I do need to get back to blogging. I need to start processing things again. I need to have that sense of accountability, however intangible it may be.
So how am I currently? I'm still struggling in plenty of ways, but the mood of the moment: resolved. I don't know if it'll last, I don't know what it will push me to do, precisely. But I'm in one of those mindsets that says "Enough. Pick your sorry self up by the bootstraps and get moving, 'cause ain't nobody else gonna do it for you." It's closely akin to the "sick and tired of being sick and tired" mood. It's time to stop feeling helpless and melancholy, to buckle down and do what needs to be done. I don't know exactly what needs to be done, but I'm feeling the need to do it. So that's kinda encouraging. We'll see where the motivation takes me.
Heads up, Lenny... But don't push!! I'll get there. ;-)
Financially, I'm tired of hanging by a thread, so that has just got to stop. I'm thinkin' about trying a short-term roommate or something. So be in prayer about that, if you think of it.

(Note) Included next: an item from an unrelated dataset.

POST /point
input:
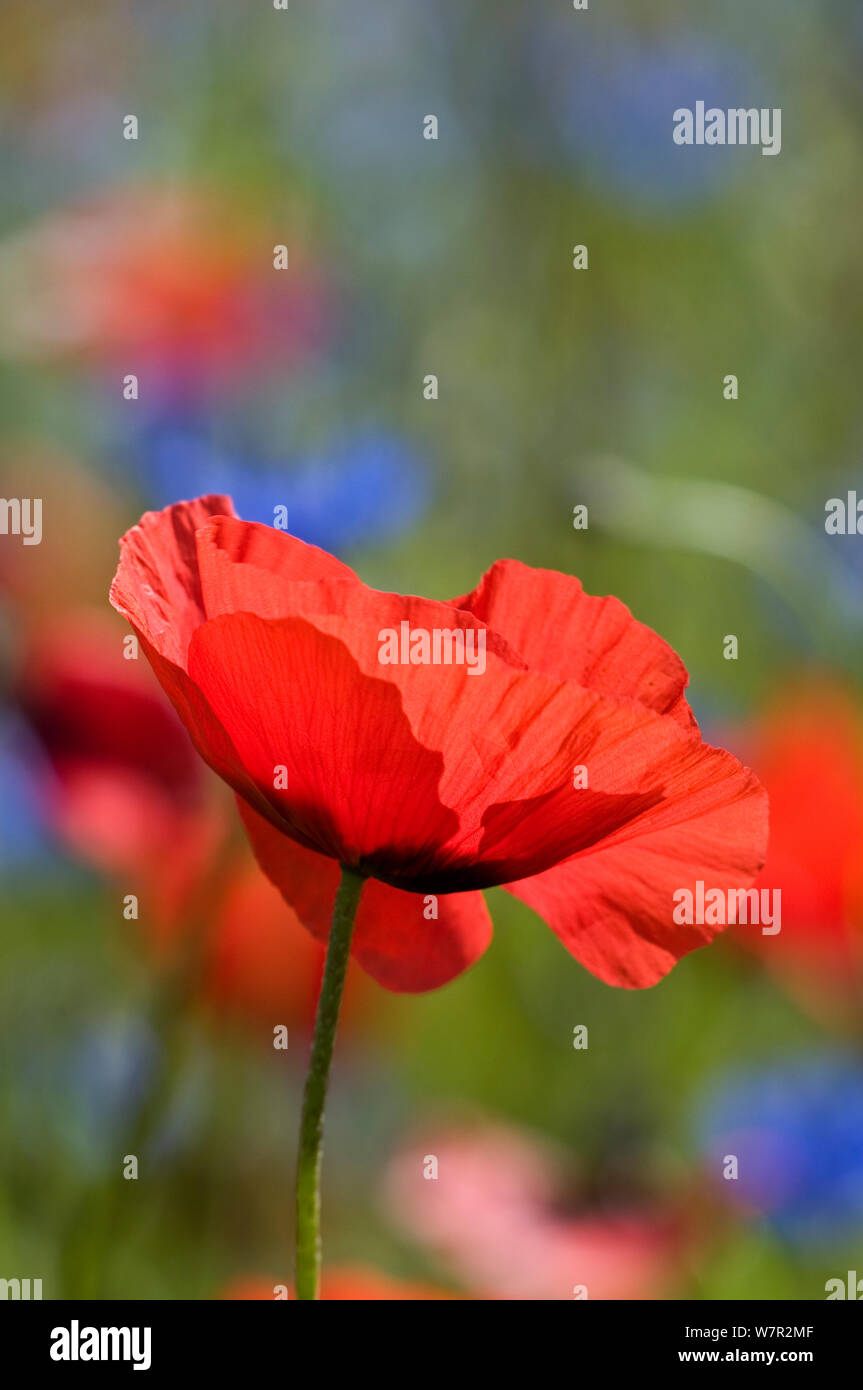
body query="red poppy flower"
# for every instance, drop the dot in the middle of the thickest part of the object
(441, 780)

Emotionally, I'm tired of FEELING. At least, tired of feeling all the crap that has me down or hurt or negative or whatever. Tired of the tumult.
Professionally, I'm tired of juggling and struggling and trying to play catch up. I've got to stay on top of the paperwork or I'll drown in it. This is one area in which I've already identified a step to take. I'm going to go in an hour early every day until I'm caught up--hopefully it won't take more than a week or two. I realize that that's one less hour I'm with Tate, but our mornings aren't usually what you'd consider quality time or anything anyway. And he enjoys eating breakfast with the kids at school more than he does sitting at the dining room table alone while I whirl around him getting ready for work.
Physically, I'm still doing pretty good. Had my body-fat pop-quizzed last week: 7.5%! Woohoo! I've had a lot of things pop up in the last couple of weeks though that seem to be trying to throw me off my regimen (emergency conflicts with gym-time, basically), so I need to get my head back in the game and back on track.
So there (or here?) I am.
Peace out.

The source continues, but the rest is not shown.